Central banks in Mexico, Chile, Colombia and Peru all cut rates in their final meetings in 2024. The banks in Mexico and Chile took on a more hawkish tone about future cuts due to concerns about underlying inflation. Colombia is expected to cut rates in 2025, but fiscal and inflation concerns could reduce the total amount of easing.
Conversely, central banks in Brazil and Uruguay raised rates on strong consumer spending. Brazil’s central bank raised the Selic rate by 100 basis points to 12.25% and signaled additional rapid tightening in the months ahead. It could very well overshoot but appears determined to assert independence and gain credibility; the improvements in recent decades were hard-won and could dissipate if the bank bows to political pressures.
Latam has the structural challenge of an aging population before achieving a higher level of GDP per capita. The demographic dividend, in which a younger population works and contributes to economic growth, is waning.
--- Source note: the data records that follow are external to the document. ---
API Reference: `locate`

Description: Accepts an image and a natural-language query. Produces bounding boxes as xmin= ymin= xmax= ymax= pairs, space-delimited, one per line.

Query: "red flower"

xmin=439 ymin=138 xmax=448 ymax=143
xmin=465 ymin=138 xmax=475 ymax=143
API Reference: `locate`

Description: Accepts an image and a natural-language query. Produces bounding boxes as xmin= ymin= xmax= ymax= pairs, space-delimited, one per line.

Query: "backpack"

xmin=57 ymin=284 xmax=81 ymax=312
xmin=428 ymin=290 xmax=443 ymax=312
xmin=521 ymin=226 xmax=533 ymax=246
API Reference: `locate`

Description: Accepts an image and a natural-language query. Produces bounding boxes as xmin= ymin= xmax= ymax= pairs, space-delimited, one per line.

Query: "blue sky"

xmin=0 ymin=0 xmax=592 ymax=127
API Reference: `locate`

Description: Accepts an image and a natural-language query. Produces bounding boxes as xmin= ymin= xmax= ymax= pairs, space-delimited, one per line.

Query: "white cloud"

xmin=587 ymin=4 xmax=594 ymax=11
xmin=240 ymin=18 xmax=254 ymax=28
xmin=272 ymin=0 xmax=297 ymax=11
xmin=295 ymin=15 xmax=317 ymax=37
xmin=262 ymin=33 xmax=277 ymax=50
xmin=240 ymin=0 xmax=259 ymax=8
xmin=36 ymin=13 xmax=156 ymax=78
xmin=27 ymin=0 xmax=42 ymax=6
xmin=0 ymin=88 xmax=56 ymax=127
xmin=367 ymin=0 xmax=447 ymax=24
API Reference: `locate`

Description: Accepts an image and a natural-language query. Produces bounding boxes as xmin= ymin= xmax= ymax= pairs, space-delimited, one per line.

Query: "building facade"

This is especially the case in Brazil, Chile, Uruguay, Argentina and Mexico.
The aging population and low birth rates will dampen the size of the labor force, stunting GDP growth. That is before considering out-migration trends, which are being driven by a host of factors such as high poverty, worsening crime and climate change. Important industries in the region, including agriculture and energy, are being challenged by warmer temperatures and the erosion of the rainforest. Lower women’s labor force participation, partly due to a lack of adequate childcare options, is exacerbating the demographic challenges.
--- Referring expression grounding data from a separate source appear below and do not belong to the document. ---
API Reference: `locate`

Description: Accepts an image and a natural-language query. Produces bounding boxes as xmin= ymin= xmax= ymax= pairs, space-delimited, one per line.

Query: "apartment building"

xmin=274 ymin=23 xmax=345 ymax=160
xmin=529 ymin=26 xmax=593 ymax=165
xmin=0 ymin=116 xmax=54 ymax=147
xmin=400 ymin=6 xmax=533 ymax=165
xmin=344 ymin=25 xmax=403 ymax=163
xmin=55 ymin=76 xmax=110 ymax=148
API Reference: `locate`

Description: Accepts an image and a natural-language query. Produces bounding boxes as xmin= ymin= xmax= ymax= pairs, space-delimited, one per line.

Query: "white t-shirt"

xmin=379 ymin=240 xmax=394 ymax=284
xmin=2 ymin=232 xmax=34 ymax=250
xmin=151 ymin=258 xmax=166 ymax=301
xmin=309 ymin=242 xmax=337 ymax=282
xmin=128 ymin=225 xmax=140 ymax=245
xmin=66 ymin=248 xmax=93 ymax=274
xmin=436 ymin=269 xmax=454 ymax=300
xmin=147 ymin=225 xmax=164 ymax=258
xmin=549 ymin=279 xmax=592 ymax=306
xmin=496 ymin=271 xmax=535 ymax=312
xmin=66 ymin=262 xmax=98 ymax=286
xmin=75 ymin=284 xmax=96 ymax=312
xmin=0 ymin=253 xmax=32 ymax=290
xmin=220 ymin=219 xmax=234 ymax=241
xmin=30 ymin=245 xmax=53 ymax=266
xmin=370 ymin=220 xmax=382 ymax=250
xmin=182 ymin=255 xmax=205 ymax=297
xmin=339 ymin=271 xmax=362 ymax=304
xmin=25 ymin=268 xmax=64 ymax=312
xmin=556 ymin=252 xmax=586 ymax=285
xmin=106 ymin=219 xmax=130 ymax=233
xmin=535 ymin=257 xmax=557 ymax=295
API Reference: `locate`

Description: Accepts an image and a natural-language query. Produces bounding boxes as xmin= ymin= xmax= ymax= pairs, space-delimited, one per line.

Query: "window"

Healthcare and public pension systems are likely to be stressed. This will be a major challenge for countries that are already facing concerns about sustainable fiscal paths. Other structural issues include slow productivity growth, a relatively large informal sector and wealth and income inequality.
On a more positive note, Bogotá, Colombia has boosted the local economy with its Care Blocks program, which provides educational, training and social services to caregivers. Latam is a world leader in renewable energy. A thriving technology start-up scene has popped up in several major metro areas, including São Paulo and Mexico City.
A slower pace of rate cuts in the US and a strong US dollar are contributing to stickier inflation across the region.
Latam economic growth in 2025 is expected to be weaker than what was anticipated just a few months ago. A slower pace of rate cuts in the US and a strong US dollar are contributing to stickier inflation across the region. Fiscal sustainability remains a concern. Monetary policy is becoming more hawkish. This will lessen the tailwind for growth. Significant external shocks, including trade tensions and climate change, remain downside risks.